Diversity in a Global Arena

Globalisation, Maalouf says, is not a top-down system but a vast arena—an Internet-like amphitheatre where anyone can enter. Those who despair and see themselves as victims become self-isolated, breeding resentment. Those who engage—artists, educators, migrants—can shape the future. He insists: the world belongs not to one race or power but to all who participate creatively.

Language and Culture as Lifelines

Cultural survival depends on language. Every person must be free to use the language that defines them. Where language is suppressed, identity collapses and resentment grows. Maalouf calls for multilingualism: each individual should master their mother tongue, English as a global language, and one adopted language for connection. This tri-lingual model preserves diversity while enabling global harmony. It is, in essence, a roadmap for peaceful coexistence in the planetary village.


Taming the Panther: Building Peace Through Identity

In his final chapters, Maalouf likens identity to a panther—beautiful yet deadly. It kills if provoked and kills if ignored. The question is not whether identity can be suppressed but whether it can be tamed. He outlines political and moral principles for managing diversity in democratic societies without sliding into tribalism.

Beyond Quotas and Majorities

Maalouf critiques both Lebanon’s “quota” politics and Western majority rule. Lebanon’s system, which allocates offices to religious groups, breeds resentment: every faction feels cheated. Majority rule, when applied blindly, can turn democracy into tyranny. Rwanda showed how “majority” rhetoric can justify genocide. True democracy safeguards dignity, not numbers. Every citizen must be treated as fully legitimate, whatever their affiliations.

Universality and Democracy

For Maalouf, democracy and multiculturalism must rest on values, not formulas. The sacred principle is human dignity. Mechanisms—elections, quotas, federations—should serve that end, not the other way around. Identity politics should never determine who belongs. Instead, societies should ensure that no one feels excluded from the collective image of humanity they see portrayed.
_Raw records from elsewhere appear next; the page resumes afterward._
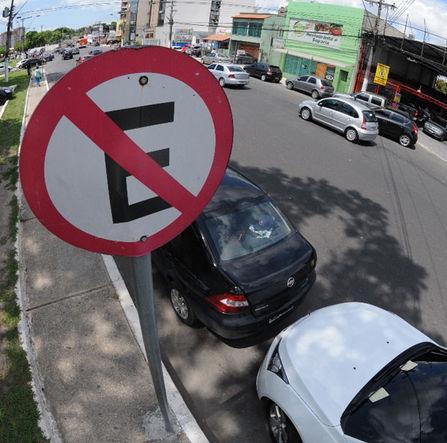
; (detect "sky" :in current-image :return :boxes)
[0,0,447,45]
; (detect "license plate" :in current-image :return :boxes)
[269,306,295,324]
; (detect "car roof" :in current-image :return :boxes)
[203,168,266,214]
[323,95,371,111]
[279,303,433,426]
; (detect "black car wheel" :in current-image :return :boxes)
[399,134,411,148]
[170,287,197,326]
[267,402,302,443]
[345,128,359,143]
[300,108,312,121]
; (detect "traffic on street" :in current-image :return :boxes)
[0,0,447,443]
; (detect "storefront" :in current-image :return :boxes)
[279,2,364,92]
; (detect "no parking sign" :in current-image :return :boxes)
[20,47,233,256]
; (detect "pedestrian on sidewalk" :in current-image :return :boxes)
[34,67,42,86]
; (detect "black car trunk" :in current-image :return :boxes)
[221,233,313,317]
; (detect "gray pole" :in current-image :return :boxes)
[5,0,14,82]
[131,253,172,432]
[169,0,174,48]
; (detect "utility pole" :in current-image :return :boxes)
[5,0,14,82]
[168,0,174,48]
[362,0,396,91]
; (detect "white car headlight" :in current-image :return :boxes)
[267,342,289,384]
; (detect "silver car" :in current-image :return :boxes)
[208,63,250,88]
[299,97,379,143]
[286,75,334,99]
[201,53,231,65]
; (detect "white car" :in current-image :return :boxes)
[256,303,447,443]
[208,63,250,88]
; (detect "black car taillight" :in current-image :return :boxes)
[267,342,289,384]
[207,292,249,314]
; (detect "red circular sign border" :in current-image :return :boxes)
[19,46,233,256]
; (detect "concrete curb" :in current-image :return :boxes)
[102,255,208,443]
[14,74,62,443]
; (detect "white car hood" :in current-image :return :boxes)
[279,303,432,426]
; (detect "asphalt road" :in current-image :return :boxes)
[47,53,447,443]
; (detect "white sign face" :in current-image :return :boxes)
[44,73,215,242]
[288,19,343,48]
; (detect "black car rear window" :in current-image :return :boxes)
[363,111,377,122]
[205,201,292,261]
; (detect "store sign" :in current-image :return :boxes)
[174,28,193,43]
[374,63,390,86]
[272,38,284,49]
[288,19,343,48]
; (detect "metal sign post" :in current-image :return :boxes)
[131,253,172,432]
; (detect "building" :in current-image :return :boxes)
[0,27,25,48]
[116,0,138,44]
[230,12,276,59]
[276,1,364,92]
[155,0,256,46]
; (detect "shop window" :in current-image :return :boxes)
[233,21,248,35]
[248,22,262,37]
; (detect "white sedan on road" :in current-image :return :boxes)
[256,303,447,443]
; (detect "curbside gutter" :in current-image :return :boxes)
[14,76,62,443]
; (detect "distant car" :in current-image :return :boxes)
[423,117,447,142]
[189,45,202,57]
[286,75,334,100]
[41,52,54,62]
[0,85,17,100]
[208,63,250,88]
[244,62,282,83]
[201,53,231,65]
[233,54,257,65]
[256,303,447,443]
[299,97,379,143]
[17,58,43,69]
[154,168,317,339]
[76,55,93,65]
[374,109,418,148]
[62,49,73,60]
[352,92,388,108]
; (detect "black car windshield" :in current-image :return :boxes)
[363,111,377,122]
[205,200,292,261]
[228,66,245,72]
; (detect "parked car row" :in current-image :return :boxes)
[154,167,447,443]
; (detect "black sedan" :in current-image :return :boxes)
[374,108,418,148]
[244,62,282,83]
[62,49,73,60]
[154,169,317,339]
[423,117,447,142]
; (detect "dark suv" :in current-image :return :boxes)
[374,108,418,148]
[154,169,317,339]
[244,62,282,83]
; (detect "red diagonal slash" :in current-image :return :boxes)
[64,90,196,218]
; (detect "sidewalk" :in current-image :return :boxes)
[18,79,196,442]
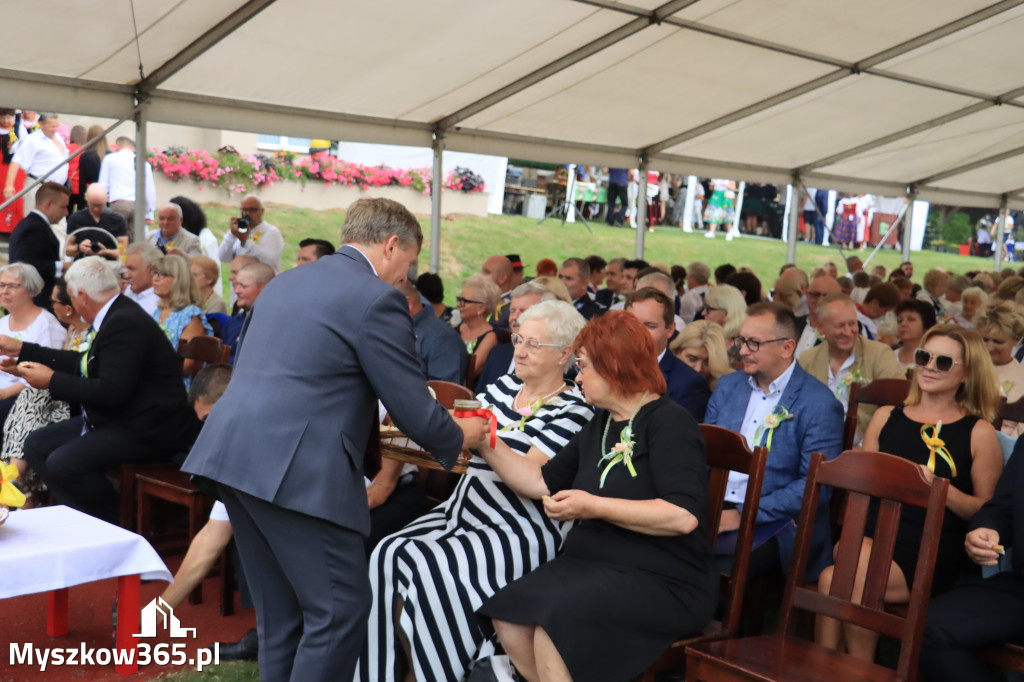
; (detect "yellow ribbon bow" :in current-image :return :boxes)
[921,420,956,478]
[0,464,25,507]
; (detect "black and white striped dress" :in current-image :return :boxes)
[355,375,594,682]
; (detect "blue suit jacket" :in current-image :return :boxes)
[657,350,711,422]
[705,364,843,581]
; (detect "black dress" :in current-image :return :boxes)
[478,395,718,682]
[865,406,979,594]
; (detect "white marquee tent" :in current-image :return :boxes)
[6,0,1024,266]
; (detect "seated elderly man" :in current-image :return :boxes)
[145,204,203,259]
[65,182,128,260]
[395,280,468,384]
[221,262,274,365]
[626,287,712,422]
[476,282,568,393]
[0,256,199,523]
[705,303,843,581]
[800,294,906,442]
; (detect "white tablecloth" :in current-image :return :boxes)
[0,506,172,599]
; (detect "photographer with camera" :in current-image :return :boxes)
[65,182,128,260]
[145,204,203,259]
[219,195,285,272]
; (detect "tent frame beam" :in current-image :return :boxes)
[428,0,700,130]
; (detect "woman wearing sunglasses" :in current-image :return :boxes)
[455,274,502,386]
[815,323,1002,660]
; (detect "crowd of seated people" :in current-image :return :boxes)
[6,178,1024,682]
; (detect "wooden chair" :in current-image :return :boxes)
[178,336,231,379]
[992,397,1024,431]
[640,424,768,682]
[843,379,910,450]
[686,451,949,682]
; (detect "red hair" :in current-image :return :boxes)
[572,310,667,395]
[537,258,558,278]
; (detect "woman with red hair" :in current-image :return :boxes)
[478,311,718,682]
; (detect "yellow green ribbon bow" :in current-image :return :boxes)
[754,406,796,453]
[0,464,25,507]
[921,420,956,478]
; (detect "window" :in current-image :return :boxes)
[256,134,311,154]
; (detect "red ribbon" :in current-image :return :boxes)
[455,408,498,447]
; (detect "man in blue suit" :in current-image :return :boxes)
[705,303,843,581]
[626,287,711,422]
[182,199,486,682]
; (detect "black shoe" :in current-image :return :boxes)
[211,628,259,660]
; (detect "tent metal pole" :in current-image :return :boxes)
[683,175,697,232]
[861,199,906,270]
[0,118,128,211]
[903,188,918,263]
[636,155,647,259]
[133,108,148,244]
[992,195,1010,272]
[732,180,746,235]
[785,180,800,263]
[430,133,444,274]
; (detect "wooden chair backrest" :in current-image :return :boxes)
[778,451,949,679]
[843,379,910,450]
[992,397,1024,431]
[700,424,768,637]
[427,379,473,410]
[178,336,231,379]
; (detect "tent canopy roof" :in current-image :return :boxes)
[8,0,1024,208]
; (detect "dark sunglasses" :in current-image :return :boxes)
[913,348,963,374]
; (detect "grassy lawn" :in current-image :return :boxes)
[203,204,992,305]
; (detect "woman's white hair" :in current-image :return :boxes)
[65,256,121,301]
[519,301,587,368]
[0,263,43,296]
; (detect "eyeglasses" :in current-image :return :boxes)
[913,348,963,374]
[732,336,790,353]
[512,334,565,353]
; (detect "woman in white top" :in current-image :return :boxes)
[974,301,1024,438]
[0,263,68,425]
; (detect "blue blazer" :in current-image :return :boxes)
[705,360,843,581]
[657,350,708,422]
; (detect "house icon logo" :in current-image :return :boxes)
[135,597,196,637]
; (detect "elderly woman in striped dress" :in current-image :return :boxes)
[356,301,594,682]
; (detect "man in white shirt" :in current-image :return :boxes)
[219,195,285,272]
[3,114,68,212]
[124,244,164,314]
[679,260,711,324]
[145,203,203,259]
[99,136,157,236]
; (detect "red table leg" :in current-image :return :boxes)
[46,588,68,637]
[117,576,139,675]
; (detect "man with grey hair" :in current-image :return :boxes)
[124,244,163,314]
[65,182,128,260]
[99,135,157,232]
[3,114,68,212]
[0,256,200,523]
[558,258,606,319]
[476,281,558,393]
[145,203,203,259]
[218,195,285,272]
[183,193,487,680]
[679,260,711,324]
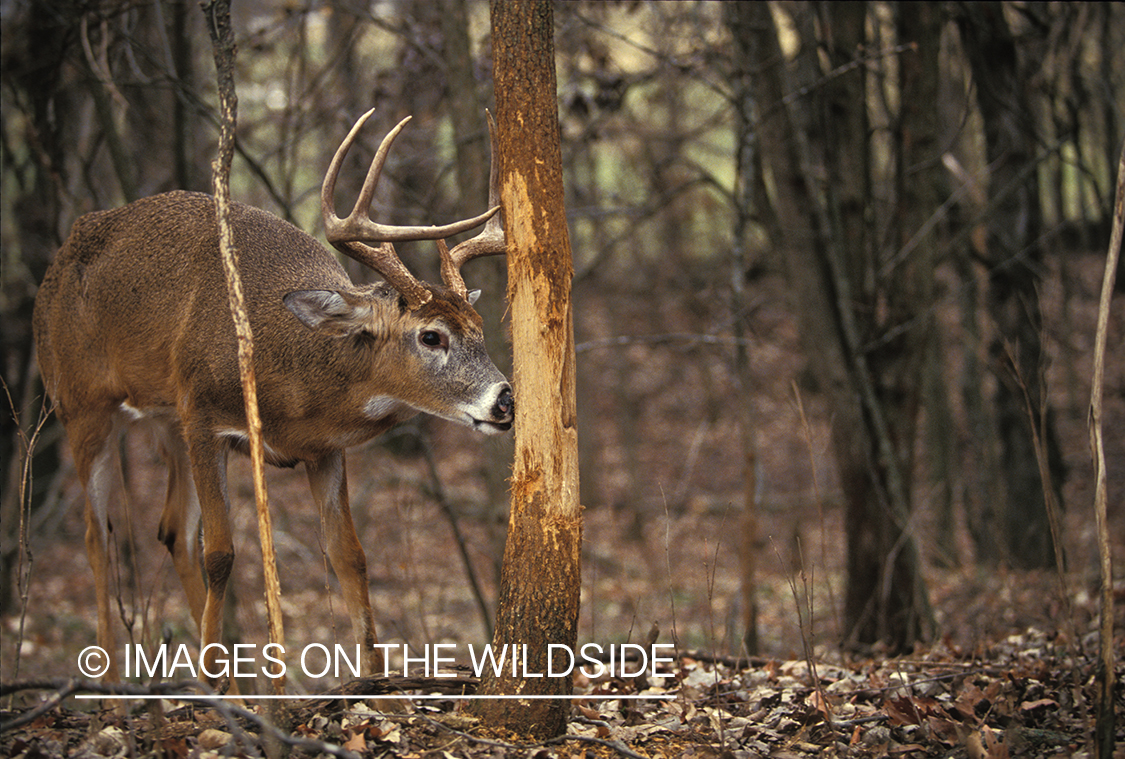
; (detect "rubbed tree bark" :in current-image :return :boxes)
[477,0,582,739]
[957,2,1063,569]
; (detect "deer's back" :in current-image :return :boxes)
[35,191,350,421]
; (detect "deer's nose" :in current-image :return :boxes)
[493,387,515,418]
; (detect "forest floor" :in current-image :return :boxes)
[0,585,1125,759]
[0,452,1125,759]
[0,251,1125,759]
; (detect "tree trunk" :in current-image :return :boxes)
[477,0,582,739]
[957,2,1063,568]
[746,3,932,650]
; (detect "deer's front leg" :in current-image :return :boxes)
[188,437,234,683]
[305,451,384,676]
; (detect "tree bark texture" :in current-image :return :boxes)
[957,2,1063,569]
[477,0,582,739]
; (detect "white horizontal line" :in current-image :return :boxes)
[74,694,676,701]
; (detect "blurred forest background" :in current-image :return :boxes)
[0,0,1125,677]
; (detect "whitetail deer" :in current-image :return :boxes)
[35,111,514,680]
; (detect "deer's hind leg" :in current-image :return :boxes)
[66,407,125,683]
[305,451,385,676]
[156,421,207,630]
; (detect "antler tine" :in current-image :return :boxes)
[321,108,497,309]
[438,110,507,297]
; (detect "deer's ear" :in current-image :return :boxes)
[284,290,375,337]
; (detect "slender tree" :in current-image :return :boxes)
[478,0,582,738]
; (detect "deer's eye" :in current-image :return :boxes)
[419,329,449,347]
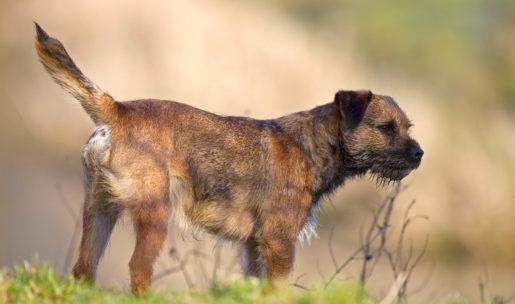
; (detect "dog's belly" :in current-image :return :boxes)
[170,176,255,240]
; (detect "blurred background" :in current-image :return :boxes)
[0,0,515,302]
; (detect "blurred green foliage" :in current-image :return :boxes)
[254,0,515,111]
[0,263,376,304]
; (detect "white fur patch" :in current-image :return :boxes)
[297,211,318,246]
[82,125,110,166]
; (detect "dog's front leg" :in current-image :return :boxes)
[259,194,311,287]
[129,201,170,293]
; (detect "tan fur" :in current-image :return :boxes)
[36,26,422,292]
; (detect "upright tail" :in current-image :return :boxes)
[35,23,118,124]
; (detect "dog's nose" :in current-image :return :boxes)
[411,145,424,161]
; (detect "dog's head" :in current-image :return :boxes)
[334,91,424,181]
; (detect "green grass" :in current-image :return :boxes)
[0,263,377,304]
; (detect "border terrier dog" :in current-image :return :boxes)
[35,24,424,293]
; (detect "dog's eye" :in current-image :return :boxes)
[377,121,395,134]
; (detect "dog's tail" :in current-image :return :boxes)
[35,23,118,124]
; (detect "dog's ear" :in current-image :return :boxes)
[334,90,373,129]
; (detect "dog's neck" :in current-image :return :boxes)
[277,102,366,201]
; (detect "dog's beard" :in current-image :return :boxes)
[369,156,419,186]
[347,151,419,187]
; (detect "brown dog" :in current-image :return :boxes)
[36,24,423,292]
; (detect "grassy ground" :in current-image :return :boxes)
[0,263,377,304]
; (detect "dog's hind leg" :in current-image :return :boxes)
[73,169,122,282]
[240,237,264,277]
[129,201,170,293]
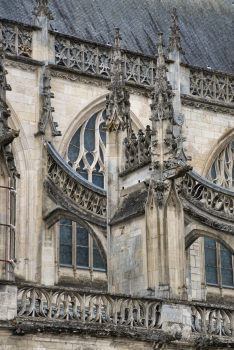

Toward Universal Belonging

Maalouf ends with hope: a vision of identity as shared adventure. Each of us must learn to belong both to our country and to humanity. Likewise, nations must show, through visible symbols and equal respect, that all colors, creeds, and languages are part of their fabric. “May my grandson,” he writes, “find this book one day and marvel that such things still needed to be said.” His dream is that future generations inherit a world where multiplicity is normal—and where belonging no longer kills.